The Data-Centric AI Toolkit for Vision Engineers

PyPI Version Python Version Downloads Streamlit


"Automatically analyze any image dataset and get model-ready preprocessing recommendations in one command."


🚀 Live Demo (Web)📖 Documentation💬 Report Bug / Discuss


⚡ 30-Second Start

Don't guess your dataset's health. Audit it immediately with the Atlas engine.

pip install imgshape

from imgshape import Atlas

# 1. Initialize the Atlas Orchestrator
atlas = Atlas()

# 2. Extract deterministic fingerprint
result = atlas.extract_fingerprint("./my_dataset")

# 3. View the verdict
print(result.summary())

System Output:

{
  "fingerprint_id": "fp_8a7d9f2",
  "total_images": 4502,
  "corrupt_files": 12,
  "metrics": {
    "avg_resolution": "1024x768",
    "diversity_score": 0.89,
    "channel_consistency": "FAIL"
  },
  "issues": ["Found 14 grayscale images in RGB dataset"]
}

🔍 The Visual Dashboard (Atlas UI)

Experience imgshape's capabilities visually. The dashboard provides a real-time interface for dataset fingerprinting, augmentation previews, and pipeline configuration.

imgshape Dashboard

Dashboard v4.1.0 showing GPU acceleration status and drift detection.


🚀 Why imgshape?

Most vision models fail because of garbage data—corrupt files, mixed channels (RGBA vs RGB), or weird aspect ratios. imgshape catches these before you train using a deterministic rule engine.

Module Technical Function
🔍 Instant Audit Multi-threaded + GPU-accelerated scan for entropy, blur, and variance using PyTorch.
🧠 Decision Engine Heuristic-based suggestion engine with Provenance IDs and Reproducibility Hashes.
📊 Comparison Layer NEW: Drift Analysis and Similarity Indexing between dataset versions.
🛠️ Pipeline Export Generates serialization-safe code for PyTorch, TensorFlow, and Albumentations.
🎨 Visual Studio Local Web Dashboard for interactive augmentation testing and hypothesis verification.

📦 Installation Matrix

Choose your deployment flavor.

Command Use Case Size
pip install imgshape Core / CI/CD ~12MB
pip install "imgshape[full]" Research / Power User ~45MB
pip install "imgshape[ui]" Interactive / Dashboard ~30MB

💡 Practical Use Cases

1. The "Sanity Check" (CI/CD Integration)

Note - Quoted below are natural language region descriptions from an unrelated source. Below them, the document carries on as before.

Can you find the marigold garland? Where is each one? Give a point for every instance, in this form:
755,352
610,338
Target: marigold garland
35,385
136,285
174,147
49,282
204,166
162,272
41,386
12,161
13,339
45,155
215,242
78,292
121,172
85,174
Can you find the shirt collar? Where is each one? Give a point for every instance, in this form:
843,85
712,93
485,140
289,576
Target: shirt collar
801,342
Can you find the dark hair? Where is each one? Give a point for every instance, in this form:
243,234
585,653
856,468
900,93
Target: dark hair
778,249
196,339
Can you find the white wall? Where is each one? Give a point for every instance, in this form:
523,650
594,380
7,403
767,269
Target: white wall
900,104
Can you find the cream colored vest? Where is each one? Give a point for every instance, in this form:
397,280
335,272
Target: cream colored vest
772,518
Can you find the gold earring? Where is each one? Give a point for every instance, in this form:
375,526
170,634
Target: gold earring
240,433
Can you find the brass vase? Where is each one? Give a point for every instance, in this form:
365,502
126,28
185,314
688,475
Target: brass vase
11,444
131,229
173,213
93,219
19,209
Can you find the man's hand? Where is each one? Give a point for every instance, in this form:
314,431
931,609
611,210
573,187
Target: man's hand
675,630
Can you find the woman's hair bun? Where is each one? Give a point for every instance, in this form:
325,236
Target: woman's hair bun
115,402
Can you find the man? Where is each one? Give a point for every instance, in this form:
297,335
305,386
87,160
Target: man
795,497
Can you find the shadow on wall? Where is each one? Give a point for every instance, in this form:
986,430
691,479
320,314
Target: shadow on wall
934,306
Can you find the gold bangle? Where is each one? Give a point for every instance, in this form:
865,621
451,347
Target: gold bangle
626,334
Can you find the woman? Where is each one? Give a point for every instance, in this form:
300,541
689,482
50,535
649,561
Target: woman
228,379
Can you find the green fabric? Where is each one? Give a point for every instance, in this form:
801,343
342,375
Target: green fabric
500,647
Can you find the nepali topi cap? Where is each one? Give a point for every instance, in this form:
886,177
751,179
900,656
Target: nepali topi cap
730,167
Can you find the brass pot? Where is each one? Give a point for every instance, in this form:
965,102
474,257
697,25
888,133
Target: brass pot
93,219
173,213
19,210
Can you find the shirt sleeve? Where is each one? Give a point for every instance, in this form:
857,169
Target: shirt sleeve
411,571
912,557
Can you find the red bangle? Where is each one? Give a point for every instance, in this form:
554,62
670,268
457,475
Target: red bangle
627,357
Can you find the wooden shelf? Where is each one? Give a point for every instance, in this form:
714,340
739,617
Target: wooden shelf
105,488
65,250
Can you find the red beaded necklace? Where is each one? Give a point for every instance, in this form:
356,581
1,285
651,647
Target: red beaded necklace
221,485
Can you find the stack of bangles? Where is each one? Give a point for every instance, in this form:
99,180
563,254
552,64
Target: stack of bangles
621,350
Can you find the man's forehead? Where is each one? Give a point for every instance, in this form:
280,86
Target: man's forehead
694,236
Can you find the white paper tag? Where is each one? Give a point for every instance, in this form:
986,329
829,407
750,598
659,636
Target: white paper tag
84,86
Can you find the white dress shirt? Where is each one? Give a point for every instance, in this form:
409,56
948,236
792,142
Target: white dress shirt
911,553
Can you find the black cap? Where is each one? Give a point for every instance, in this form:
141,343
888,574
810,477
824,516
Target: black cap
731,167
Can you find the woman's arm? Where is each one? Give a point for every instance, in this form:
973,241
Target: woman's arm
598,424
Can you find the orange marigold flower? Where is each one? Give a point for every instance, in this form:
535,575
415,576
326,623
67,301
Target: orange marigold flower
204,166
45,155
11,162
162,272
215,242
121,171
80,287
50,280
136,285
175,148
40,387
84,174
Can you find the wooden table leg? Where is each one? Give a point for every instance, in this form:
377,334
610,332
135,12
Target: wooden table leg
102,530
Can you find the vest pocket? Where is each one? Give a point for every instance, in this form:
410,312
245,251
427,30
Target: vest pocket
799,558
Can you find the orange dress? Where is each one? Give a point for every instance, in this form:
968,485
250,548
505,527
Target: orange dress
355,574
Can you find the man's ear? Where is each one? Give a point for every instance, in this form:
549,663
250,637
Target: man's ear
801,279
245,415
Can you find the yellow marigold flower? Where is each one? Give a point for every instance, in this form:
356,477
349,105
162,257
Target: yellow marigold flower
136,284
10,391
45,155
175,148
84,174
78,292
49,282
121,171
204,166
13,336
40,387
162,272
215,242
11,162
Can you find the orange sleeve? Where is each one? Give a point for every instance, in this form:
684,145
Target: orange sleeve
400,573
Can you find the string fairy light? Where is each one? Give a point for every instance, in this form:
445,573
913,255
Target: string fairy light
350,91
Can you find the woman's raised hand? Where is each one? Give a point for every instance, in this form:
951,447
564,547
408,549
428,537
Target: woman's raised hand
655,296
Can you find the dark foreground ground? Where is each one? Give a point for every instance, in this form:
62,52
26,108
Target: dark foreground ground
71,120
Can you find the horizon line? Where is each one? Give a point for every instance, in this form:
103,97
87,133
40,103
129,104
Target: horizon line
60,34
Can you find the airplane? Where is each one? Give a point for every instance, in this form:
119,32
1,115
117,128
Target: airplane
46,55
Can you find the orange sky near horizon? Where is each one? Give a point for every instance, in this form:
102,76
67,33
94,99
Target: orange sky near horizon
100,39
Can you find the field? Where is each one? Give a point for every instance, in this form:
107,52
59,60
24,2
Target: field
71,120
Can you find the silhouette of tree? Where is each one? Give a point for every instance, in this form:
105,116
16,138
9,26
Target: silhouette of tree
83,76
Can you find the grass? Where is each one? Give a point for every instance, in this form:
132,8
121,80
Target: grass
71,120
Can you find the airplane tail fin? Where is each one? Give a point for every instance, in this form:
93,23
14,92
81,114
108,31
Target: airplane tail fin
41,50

Block bad data from entering your training bucket. Ideal for GitHub Actions or Jenkins.

# Returns exit code 1 if corrupt files or schema violations are found
imgshape --check ./new_batch_v2 --strict-schema

2. The "Pipeline Builder"

Don't guess augmentation parameters. Let the entropy statistics decide.

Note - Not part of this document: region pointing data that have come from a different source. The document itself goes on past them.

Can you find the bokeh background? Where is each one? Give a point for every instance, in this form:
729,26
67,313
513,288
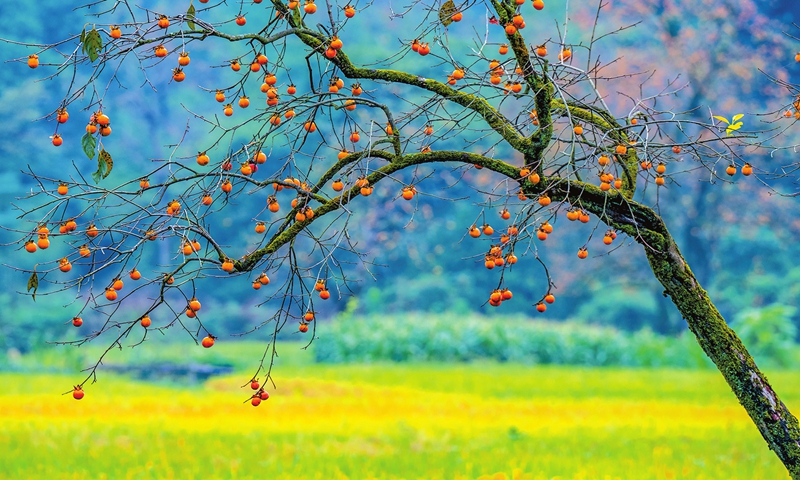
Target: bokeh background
411,376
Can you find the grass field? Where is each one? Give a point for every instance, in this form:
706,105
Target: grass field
489,421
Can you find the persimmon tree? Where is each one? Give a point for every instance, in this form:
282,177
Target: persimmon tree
297,124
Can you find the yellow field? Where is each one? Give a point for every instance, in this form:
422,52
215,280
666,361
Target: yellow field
390,421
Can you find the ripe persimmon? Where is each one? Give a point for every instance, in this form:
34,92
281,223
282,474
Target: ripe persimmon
544,200
202,159
43,242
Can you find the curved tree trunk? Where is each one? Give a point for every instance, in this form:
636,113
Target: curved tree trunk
777,425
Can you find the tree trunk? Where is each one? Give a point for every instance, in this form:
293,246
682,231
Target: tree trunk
777,425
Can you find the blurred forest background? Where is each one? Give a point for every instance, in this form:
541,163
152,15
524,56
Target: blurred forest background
740,240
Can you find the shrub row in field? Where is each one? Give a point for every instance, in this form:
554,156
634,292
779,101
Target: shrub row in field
447,338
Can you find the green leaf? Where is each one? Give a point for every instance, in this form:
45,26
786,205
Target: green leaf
104,165
33,284
92,44
446,12
733,128
190,16
89,143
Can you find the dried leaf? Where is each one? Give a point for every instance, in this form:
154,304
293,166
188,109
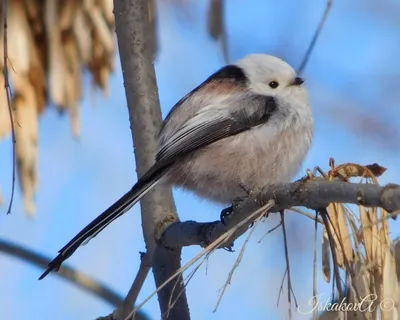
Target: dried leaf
366,234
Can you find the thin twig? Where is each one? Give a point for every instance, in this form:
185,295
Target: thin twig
9,102
126,307
186,282
269,231
238,260
281,287
289,280
324,215
306,214
211,247
316,35
315,312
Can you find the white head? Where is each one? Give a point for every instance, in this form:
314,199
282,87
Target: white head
269,75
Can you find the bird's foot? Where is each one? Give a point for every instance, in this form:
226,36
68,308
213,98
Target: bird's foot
246,189
224,213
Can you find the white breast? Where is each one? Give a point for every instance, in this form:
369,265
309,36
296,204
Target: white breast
254,158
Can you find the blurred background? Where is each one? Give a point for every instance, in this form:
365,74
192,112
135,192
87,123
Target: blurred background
76,152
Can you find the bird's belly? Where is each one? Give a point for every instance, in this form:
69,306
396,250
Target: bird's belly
219,171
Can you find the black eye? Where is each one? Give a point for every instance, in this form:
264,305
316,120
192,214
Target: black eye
274,84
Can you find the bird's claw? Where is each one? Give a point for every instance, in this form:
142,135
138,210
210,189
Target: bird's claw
224,213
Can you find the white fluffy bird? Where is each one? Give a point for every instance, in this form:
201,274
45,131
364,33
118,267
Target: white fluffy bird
249,123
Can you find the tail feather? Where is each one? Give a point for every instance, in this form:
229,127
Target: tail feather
127,201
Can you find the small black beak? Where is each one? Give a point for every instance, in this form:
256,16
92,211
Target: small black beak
298,81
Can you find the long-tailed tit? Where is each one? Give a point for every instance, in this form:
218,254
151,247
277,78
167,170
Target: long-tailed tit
248,124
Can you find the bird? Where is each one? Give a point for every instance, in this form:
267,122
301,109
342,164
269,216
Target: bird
248,124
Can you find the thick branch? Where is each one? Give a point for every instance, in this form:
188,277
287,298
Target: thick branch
313,194
132,27
79,279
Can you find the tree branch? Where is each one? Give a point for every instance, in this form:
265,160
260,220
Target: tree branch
314,194
158,207
79,279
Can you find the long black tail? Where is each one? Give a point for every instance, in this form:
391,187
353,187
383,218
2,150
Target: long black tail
127,201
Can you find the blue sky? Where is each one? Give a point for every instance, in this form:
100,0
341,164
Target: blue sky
352,76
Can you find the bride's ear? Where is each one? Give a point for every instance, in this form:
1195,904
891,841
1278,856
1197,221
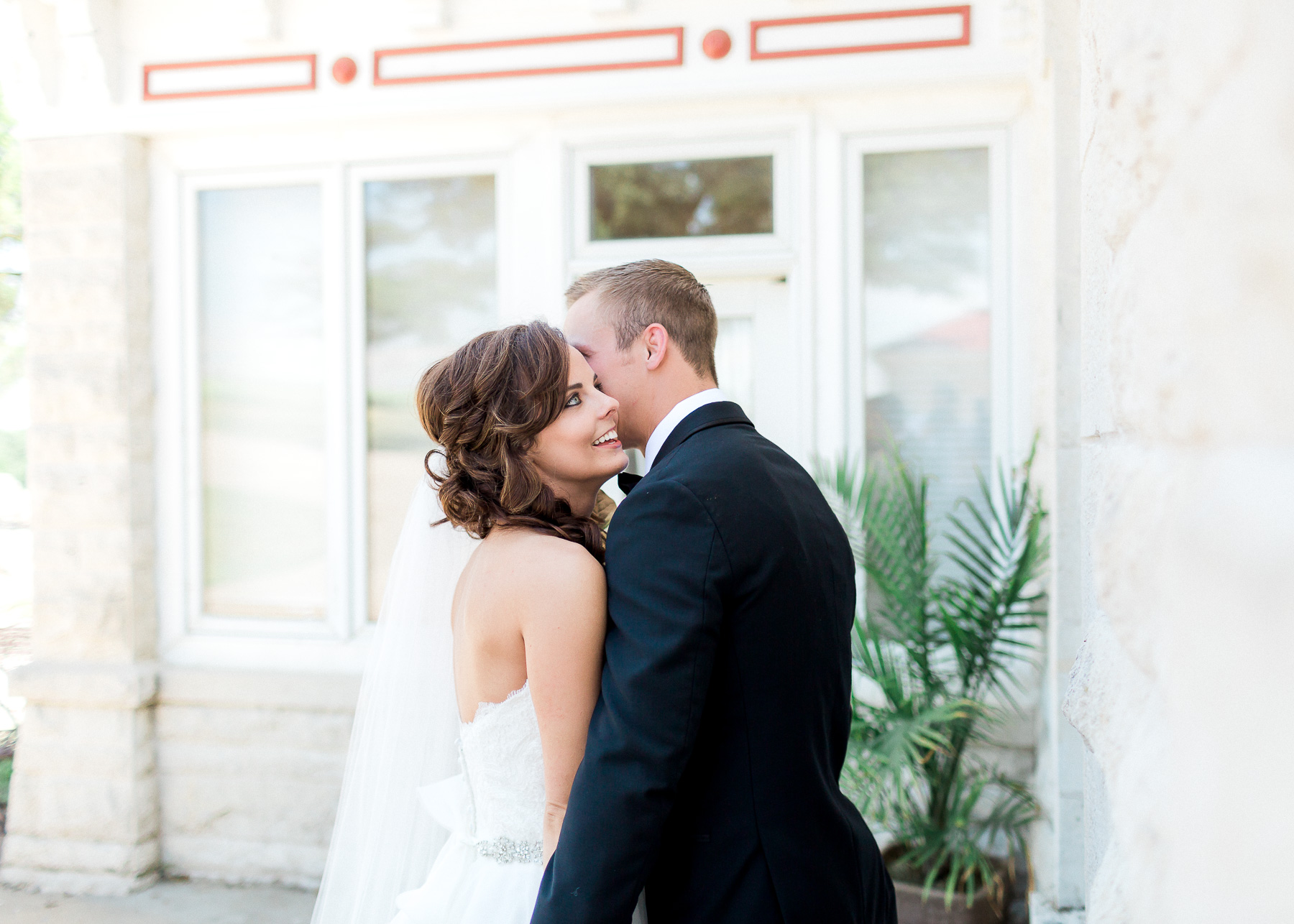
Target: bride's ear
656,341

# analyze -> recommend -> export PyTorch snippet
imgshape --path ./train_data --analyze --recommend --out transforms.py

3. The "Visual Explorer"

Verify RandomCrop or ColorJitter intensity manually before training.

# Launches local studio with auto-reload
imgshape --web --reload

🏗️ Architecture & Internal Mechanics

imgshape (Aurora Engine) operates on a Fingerprint-Analyze-Decide loop, acting as a middleware between raw storage and compute.

graph TD
    subgraph "Data Layer"
    A[Raw Images]
    end

    subgraph "imgshape Core (Atlas)"
    B[Fingerprint Extractor] -->|Hash & Meta| C{Decision Engine}
    C -->|Rules v4.0| D[Recommendation]
    end

    subgraph "Integration Layer"
    D --> E[PyTorch/TF Code]
    D --> F[JSON Artifacts]
    D --> G[HTML/PDF Reports]
    end

    A --> B

Core Components

  • Atlas Orchestrator: The central intent-driven API that manages the lifecycle of an analysis session.
  • Fingerprint Extractor: A stateless module that computes immutable signatures for datasets (distributions, channel counts, hashes).
  • Decision Engine: A rule-based system that maps dataset signatures + User Intent (e.g., "Speed" vs "Accuracy") to concrete preprocessing steps.

🤝 Community & Support

Built by Stifler for the AI Engineering community.

Star on GitHub — it helps more people find clean data.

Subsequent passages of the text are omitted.